Ada 10 item yang diatur dalam surat tersebut dan pada angka 2. menyampaikan bahwa 'agar Pegawai Negeri/penyelenggara tidak melakukan permintaan, pemberian dan penerimaan  gratifikasi yang berhubungan dengan jabatan dan bertentangan dengan kewajiban atau tugasnya.
Sedangkan pada  angka 6. Disampaikan bahwa 'Pimpinan Kementerian/Lembaga/ Organisasi/Pemerintah Daerah dan BUMN/BUMD agar melarang penggunaan fasilitas dinas untuk kepentingan pribadi.
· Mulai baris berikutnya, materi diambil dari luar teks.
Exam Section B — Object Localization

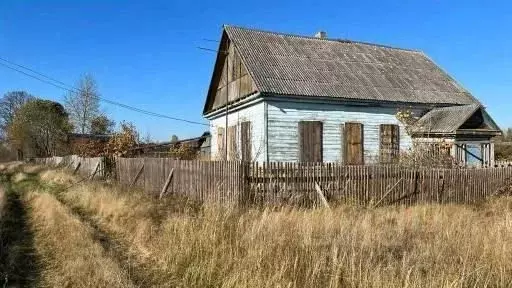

Fasilitas dinas hanya digunakan untuk kepentingan terkait kedinasan.'
Menyusul dan mempertegas surat edaran Ketua KPK yang bersifat himbauan di atas, Menteri PAN RB juga menerbitkan SE Menpan RB Nomor 07 Tahun 2023 tanggal 14 April 2023 tentang Pelaksanaan Disiplin dan Protokol Perjalanan ke Luar Daerah bagi Pegawai Aparatur Sipil Negara selama Periode Hari Libur Nasional dan Cuti Bersama Tahun 2023.
Khusus terkait penggunaan kendaraan dinas, Menpan RB lebih tegas di angka 5 meminta Pejabat Pembina Kepegawaian (PPK) untuk :
1) Â Â memastikan seluruh pejabat dan/atau pegawai di lingkungan instansinya tidak menggunakan kendaraan dinas untuk kepentingan mudik, berlibur, atau di luar kepentingan dinas, dan
2) Â Â memberikan hukuman disiplin kepada Pegawai ASN yang melanggar hal tersebut sesuai dengan ketentuan dalam PP Nomor 94 Tahun 2021 tentang Disiplin Pegawai Negeri Sipil dan PP Nomor 49 Tahun 2018 tentang Manajemen PPPK.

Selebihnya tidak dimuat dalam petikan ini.